Il franchise si autoinfligge ferite dolorose e mortali. E' arrivato il momento di chiudere

27 ottobre 2017
1,5/5
Saw: Legacy

Che ormai, una volta giunti all’ottavo capitolo, le idee vengano meno e il lancio di un nuovo episodio si ponga soltanto quale obiettivo l’incasso campando di rendita grazie al successo straordinario riscosso dal primo capitolo, film che ha consacrato James Wan tra le nuove leve del new-horror, sembra ovvio. Ma riceverne la conferma è sempre mortificante. Purtroppo Saw:Legacy dei fratelli Spierig non apporta nulla di nuovo a quanto già visto. Anzi, tra rimandi e riesumazioni di personaggi giustificate da banali quanto terribilmente prevedibili confutazioni, il franchise de “L’enigmista” sembra stavolta autoinfliggersi tagli e ferite dolorose, che facilmente verranno avvertite dai fans della prima ora.

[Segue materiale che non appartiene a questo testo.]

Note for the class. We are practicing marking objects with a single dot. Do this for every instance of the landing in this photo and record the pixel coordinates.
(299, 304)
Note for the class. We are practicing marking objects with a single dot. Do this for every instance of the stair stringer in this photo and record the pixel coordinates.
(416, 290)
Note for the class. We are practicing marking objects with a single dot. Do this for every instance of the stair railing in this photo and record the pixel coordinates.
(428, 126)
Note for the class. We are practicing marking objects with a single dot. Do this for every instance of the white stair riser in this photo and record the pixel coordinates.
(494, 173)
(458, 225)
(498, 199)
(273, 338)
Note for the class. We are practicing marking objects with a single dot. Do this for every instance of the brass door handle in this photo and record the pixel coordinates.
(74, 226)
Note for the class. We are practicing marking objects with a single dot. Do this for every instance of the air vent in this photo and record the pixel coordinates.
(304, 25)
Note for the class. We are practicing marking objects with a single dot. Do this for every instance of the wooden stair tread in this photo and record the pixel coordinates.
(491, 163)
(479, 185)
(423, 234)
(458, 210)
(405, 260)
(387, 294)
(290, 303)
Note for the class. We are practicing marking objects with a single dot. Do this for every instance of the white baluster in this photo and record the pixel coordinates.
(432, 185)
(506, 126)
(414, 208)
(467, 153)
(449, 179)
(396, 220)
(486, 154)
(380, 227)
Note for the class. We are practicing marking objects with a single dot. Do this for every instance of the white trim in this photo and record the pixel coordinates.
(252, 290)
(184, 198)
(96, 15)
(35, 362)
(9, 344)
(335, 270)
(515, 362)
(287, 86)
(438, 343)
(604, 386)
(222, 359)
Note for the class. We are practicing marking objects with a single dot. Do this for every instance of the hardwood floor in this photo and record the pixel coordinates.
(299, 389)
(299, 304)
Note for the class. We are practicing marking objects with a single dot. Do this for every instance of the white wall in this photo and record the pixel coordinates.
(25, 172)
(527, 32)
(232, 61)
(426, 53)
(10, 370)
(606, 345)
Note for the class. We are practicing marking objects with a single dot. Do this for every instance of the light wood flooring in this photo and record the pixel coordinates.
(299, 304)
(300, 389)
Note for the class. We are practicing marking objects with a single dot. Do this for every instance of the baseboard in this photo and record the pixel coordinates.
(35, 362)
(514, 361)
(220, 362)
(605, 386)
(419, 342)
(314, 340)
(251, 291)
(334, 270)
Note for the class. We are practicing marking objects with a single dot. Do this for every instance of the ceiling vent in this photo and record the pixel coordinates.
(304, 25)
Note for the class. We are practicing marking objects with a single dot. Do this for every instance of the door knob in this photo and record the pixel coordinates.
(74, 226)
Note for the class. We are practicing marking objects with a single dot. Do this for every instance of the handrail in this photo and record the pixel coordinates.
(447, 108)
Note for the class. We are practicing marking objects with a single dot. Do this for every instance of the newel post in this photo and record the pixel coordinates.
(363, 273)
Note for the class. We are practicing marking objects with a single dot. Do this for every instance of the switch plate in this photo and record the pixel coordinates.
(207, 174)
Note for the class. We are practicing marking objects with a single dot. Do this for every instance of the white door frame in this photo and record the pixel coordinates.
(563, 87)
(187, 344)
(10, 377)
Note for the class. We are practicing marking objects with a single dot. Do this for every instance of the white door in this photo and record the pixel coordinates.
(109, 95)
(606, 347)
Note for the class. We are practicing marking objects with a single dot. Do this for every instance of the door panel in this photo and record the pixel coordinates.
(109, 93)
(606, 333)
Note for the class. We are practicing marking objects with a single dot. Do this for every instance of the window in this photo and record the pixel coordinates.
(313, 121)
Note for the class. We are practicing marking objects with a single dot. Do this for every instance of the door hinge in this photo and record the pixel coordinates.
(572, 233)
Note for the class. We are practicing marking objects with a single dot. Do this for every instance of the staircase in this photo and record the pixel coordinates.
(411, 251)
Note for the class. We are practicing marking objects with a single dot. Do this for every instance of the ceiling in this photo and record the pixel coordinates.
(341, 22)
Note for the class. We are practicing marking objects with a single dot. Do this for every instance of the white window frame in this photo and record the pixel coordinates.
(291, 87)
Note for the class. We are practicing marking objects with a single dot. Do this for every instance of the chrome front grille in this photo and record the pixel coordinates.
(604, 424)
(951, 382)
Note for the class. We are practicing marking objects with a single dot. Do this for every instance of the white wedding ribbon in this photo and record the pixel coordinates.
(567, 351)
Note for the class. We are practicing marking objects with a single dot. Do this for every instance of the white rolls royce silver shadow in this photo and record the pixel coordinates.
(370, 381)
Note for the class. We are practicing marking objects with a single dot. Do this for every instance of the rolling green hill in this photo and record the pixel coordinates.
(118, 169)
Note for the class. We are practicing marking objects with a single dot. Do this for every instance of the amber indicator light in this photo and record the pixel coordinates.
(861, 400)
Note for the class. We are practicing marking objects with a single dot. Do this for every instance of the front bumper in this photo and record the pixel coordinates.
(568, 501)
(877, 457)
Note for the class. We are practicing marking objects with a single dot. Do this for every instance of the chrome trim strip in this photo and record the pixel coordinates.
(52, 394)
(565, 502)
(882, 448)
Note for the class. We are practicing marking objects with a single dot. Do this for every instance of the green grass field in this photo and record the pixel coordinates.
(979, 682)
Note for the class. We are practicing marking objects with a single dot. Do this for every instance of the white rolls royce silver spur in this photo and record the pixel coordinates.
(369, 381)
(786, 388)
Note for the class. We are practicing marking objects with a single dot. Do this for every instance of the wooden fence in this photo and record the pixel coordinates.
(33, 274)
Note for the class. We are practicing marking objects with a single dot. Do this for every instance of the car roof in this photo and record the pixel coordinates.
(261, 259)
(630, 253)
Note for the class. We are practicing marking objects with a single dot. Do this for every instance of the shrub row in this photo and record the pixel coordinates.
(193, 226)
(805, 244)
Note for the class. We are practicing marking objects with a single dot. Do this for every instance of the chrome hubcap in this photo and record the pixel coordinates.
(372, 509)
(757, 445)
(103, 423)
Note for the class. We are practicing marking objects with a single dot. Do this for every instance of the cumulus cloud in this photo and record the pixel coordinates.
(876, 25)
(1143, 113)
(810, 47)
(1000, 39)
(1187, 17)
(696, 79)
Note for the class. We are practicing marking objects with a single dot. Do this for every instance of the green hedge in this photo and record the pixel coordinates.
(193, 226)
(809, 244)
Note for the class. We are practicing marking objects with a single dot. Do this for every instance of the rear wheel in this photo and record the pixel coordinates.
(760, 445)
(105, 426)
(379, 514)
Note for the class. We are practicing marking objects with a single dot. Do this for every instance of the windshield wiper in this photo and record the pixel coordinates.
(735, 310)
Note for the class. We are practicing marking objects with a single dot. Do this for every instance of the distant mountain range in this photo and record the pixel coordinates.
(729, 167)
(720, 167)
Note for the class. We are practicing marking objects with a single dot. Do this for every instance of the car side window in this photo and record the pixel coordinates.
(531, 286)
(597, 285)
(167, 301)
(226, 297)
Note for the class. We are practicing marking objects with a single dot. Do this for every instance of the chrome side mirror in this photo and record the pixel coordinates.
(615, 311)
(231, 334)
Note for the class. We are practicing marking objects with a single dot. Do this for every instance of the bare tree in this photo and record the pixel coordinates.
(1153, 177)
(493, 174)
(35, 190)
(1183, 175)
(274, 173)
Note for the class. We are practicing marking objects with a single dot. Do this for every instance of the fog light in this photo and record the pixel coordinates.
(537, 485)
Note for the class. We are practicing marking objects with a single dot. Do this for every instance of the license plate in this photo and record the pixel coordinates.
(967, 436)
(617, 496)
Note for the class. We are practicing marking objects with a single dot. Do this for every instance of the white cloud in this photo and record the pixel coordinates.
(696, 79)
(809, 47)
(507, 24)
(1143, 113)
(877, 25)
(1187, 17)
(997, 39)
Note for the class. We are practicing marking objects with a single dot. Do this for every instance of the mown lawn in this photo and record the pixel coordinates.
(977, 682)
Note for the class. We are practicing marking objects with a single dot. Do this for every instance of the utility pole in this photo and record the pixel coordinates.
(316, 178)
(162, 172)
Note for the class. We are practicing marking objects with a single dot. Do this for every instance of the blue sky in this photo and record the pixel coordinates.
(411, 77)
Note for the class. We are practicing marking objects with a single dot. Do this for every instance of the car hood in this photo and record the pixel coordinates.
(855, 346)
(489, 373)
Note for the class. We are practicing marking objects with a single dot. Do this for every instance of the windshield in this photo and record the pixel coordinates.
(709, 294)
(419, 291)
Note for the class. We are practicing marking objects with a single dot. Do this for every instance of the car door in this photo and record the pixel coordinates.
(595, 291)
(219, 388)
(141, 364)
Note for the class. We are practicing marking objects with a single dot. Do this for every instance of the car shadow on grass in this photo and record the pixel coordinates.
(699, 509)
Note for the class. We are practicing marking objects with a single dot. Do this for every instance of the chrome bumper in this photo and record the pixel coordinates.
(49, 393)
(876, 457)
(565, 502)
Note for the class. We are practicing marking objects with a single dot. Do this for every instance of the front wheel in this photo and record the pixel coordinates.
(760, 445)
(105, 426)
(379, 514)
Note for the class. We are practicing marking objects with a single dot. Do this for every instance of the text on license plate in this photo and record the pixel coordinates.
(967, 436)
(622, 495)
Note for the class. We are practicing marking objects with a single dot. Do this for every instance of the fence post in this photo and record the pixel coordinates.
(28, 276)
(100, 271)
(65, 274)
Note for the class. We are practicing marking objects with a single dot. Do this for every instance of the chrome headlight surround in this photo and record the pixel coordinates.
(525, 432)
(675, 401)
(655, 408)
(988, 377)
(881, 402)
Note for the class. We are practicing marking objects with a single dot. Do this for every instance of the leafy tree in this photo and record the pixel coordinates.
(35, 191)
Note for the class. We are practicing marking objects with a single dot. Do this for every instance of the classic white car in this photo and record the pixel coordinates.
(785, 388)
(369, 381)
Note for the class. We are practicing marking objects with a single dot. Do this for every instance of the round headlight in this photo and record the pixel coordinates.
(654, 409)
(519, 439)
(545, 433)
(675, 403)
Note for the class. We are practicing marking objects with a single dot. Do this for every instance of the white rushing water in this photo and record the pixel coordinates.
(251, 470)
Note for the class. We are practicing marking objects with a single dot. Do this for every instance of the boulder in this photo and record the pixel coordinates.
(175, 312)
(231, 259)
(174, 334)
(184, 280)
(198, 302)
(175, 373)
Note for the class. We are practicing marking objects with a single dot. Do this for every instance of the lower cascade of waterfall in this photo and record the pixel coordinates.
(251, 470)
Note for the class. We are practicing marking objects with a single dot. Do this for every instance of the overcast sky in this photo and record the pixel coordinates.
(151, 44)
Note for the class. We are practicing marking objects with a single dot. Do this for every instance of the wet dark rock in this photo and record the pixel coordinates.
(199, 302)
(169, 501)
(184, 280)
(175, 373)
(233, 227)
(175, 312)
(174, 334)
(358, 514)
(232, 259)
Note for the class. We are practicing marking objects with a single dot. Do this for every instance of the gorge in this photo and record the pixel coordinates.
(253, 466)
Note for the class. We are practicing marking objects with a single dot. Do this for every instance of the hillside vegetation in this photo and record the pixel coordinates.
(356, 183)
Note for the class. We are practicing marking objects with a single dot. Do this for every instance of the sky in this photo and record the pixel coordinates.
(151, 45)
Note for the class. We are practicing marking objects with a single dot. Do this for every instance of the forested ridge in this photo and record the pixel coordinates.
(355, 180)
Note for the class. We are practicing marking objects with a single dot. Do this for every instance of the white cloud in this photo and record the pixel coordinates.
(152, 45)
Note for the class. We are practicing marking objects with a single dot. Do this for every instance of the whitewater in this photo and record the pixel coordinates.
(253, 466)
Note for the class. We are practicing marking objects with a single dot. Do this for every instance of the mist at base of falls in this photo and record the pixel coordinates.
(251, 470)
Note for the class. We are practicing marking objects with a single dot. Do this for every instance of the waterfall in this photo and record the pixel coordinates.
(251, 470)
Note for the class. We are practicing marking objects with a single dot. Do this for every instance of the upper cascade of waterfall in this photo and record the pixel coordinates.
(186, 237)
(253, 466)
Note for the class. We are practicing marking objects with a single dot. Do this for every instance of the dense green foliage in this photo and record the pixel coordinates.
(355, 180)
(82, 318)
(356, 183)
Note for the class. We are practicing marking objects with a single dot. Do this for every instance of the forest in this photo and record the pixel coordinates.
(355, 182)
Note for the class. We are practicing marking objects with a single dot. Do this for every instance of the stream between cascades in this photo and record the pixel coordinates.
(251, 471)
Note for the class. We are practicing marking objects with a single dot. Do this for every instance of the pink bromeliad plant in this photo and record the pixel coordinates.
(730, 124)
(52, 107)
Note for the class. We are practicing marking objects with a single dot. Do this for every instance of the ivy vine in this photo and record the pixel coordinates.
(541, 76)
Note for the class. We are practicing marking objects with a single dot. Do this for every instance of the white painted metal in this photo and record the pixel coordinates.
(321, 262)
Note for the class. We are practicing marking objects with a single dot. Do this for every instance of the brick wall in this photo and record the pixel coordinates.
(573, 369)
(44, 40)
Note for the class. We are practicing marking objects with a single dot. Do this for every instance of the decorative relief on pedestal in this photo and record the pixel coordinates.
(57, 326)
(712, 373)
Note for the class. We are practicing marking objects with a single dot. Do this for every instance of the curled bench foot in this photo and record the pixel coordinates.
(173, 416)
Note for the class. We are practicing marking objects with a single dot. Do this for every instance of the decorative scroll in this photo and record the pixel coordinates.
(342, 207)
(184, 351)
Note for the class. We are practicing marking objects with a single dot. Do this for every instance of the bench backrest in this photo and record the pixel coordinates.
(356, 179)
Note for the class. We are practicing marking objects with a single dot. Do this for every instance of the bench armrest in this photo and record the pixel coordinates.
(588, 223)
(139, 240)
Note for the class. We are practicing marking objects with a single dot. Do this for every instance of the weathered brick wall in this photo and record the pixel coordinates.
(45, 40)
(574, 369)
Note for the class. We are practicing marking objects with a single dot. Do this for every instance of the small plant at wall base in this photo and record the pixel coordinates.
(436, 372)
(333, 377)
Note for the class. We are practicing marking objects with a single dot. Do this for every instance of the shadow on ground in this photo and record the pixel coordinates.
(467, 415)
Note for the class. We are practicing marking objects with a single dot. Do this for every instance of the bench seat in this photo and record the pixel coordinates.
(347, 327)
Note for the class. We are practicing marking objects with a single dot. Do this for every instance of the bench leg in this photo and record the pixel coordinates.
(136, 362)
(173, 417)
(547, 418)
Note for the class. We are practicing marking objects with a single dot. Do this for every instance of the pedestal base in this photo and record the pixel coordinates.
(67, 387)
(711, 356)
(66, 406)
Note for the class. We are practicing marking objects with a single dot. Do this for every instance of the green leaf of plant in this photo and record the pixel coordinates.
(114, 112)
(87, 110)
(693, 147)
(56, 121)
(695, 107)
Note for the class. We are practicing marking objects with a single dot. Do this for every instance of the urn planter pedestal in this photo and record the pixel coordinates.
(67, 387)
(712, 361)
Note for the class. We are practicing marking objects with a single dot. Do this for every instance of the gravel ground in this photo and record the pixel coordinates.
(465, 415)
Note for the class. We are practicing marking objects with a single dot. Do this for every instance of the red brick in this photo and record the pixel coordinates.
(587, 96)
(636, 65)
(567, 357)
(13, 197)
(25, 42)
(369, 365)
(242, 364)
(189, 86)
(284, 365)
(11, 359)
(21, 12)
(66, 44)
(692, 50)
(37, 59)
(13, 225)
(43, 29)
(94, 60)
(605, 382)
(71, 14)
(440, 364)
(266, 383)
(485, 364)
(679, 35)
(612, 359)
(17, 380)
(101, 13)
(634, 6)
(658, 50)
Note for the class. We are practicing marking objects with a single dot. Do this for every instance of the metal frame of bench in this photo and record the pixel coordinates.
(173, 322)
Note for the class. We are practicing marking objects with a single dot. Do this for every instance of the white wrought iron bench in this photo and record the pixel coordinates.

Dopo una serie di omicidi che portano il marchio di Jigsaw, le forze dell’ordine si trovano a dare la caccia ad un uomo che credevano morto da più di dieci anni. John Kramer è veramente tornato o è solo un inganno?

 

Purtroppo (si perdoni lo spoiler) Kramer è tornato e stavolta sotto forma di purificatore e redentore. Le vittime per aver salva la vita dovranno ricorrere alla confessione. Ecco dunque Jigsaw mutare da giudice moralista a figura clericale, che giudica le azioni altrui condannandole con la pena (di morte). Si torna sul luogo del primo incontro e i rimandi al primo capitolo si susseguono per l’intera durata del girato. Non sono neppure le artificiose torture a sorprendere (abbiam visto di meglio!) e il cast, eccezion fatta per il buon Tobin Bell (John Kramer), funziona poco o niente rendendo il film ancor più noioso e, francamente, inutile. Possa la coppia Wan-Whannell perdonarli… e che la confessione abbia inizio allora!